In his best Horatio-Alger style, Wood broke on the national scene in the first game of the 1929 season. An untried sophomore, he spent the early stages of the game sitting on the bench. But with Army ahead by seven points, he got his chance, and Harvard's most unbelievable sports saga commenced. Wood quickly moved the team downfield, getting a clutch touchdown on a 40-yard pass. He then tied the game with a pressure-filled dropkick for the extra point.

As a latter day chronicler has said, "The story of that game has been told hundreds of times and will be told hundreds more. It was a debut which left nothing to be desired from young Mr. Wood's standpoint, and it was only a taste of what was to follow."

Three weeks later, the amazing Barry ("his friends," Time reported, "call him Bill.") thrilled the aforementioned Mr. Yost, and completed the year by providing the margin of victory--with a field goal and a point after touchdown--in a 10-6 conquest of Yale.

This was his second personal victory over the Yale immortal of the same era--pint-sized scatback Albie Booth. Much like the Kennedy-Johnson struggles of the present day, the annual Harvard-Yale football clashes were billed as head-to-head individual confrontations rather than as the quarrels between the two divergent philosophical approaches they so obviously were. Booth and Wood generally went both ways--offense and defense. They did the place-kicking for their respective teams and dominated the ground-gaining operations.

In the freshman year, Wood--who was elected president of that class too-kicked the extra point which assured an undefeated season and beat Booth and Yale, 7-6. In the junior year, Wood threw two touchdown passes--30 and 25 yards to Art Hugeley--and chipped in some bruising defense as Harvard won again 13-0. Booth was understandably chagrined.

Actually, the junior year, 1930, was Wood's least successful from a team standpoint (the team finished 4-4-1). Despite the quarterback's continuing heroics, Harvard lost by a touchdown to Army, by three points to Michigan and by five to Dartmouth. But 1931 was different.

With Wood earning All-America honors, Harvard steamrollered its first seven opponents by a composite score of 149-26. Only the Yale game stood between Wood and an eastern championship. Only Yale and Albie Booth. For the Cambridge flash the script was wrong. Harvard got only one scoring opportunity, blew it and then had to watch in anguish as Booth clicked on a late field goal to snap Wood's string, 3-0.

Greatest Game

Perhaps Wood's greatest game came against Army in that 1931 season.

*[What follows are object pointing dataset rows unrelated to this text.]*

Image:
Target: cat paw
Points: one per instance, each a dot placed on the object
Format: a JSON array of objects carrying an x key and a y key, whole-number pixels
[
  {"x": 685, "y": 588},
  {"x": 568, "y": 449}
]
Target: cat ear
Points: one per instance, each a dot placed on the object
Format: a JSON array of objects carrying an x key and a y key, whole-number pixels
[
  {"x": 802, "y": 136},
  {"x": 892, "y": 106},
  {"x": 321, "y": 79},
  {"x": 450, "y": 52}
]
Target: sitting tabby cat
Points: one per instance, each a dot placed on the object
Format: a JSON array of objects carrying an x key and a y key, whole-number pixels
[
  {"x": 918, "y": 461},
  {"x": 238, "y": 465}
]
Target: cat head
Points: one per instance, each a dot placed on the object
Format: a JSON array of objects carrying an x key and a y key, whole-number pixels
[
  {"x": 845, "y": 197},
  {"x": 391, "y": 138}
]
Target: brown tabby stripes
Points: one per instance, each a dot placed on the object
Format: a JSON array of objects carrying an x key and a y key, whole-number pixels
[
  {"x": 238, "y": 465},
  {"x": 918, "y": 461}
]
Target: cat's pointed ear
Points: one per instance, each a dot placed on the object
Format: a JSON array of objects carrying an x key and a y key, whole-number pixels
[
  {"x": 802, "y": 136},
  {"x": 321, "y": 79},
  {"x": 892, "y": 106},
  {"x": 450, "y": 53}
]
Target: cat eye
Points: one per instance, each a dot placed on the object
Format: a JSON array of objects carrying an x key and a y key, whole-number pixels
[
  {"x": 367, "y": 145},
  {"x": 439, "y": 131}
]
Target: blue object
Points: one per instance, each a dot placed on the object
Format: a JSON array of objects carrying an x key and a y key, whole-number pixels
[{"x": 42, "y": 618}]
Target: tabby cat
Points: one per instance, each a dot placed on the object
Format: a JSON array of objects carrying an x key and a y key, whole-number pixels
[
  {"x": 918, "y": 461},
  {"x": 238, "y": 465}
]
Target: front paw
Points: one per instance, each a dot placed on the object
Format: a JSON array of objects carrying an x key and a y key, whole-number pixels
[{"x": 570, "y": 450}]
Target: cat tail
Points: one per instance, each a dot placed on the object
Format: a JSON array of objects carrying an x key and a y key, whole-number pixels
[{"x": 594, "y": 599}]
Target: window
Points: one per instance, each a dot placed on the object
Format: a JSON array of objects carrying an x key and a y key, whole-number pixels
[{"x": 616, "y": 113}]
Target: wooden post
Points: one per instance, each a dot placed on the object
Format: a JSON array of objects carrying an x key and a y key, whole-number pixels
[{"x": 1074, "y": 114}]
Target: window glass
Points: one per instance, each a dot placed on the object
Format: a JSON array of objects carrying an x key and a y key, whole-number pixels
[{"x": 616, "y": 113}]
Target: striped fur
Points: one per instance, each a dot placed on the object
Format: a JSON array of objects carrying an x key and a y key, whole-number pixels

Trailing by two touchdowns, he rallied Harvard to a 13-13 tie, and then performed a predictable feat of heroism. The pass from center for the extra point was low so he scooped up the ball and danced untouched into the endzone for the winning point. Then, as the clock ticked away the final seconds, Army's fleet half-back Paul Johnson broke loose toward the Harvard goal. "He had at least a ten-yard start on Barry, with no one between him and the goal line. How he caught him no one will ever know, but Wood just seemed to have that extra something on which to call when it was needed."

Barry Wood could do no wrong. In late 1931, one of America's foremost sports broadcasters covered Wood and company against Dartmouth. Disappointed with Wood's performance, Ted Husing called the hero's play "putrid." Immediately thereupon, the director of athletics wrote a blistering letter to William Paley, the president of CBS, saying that Husing would never again be allowed to broadcast from Soldiers Field.

Barry Wood was a god, and gods must be protected.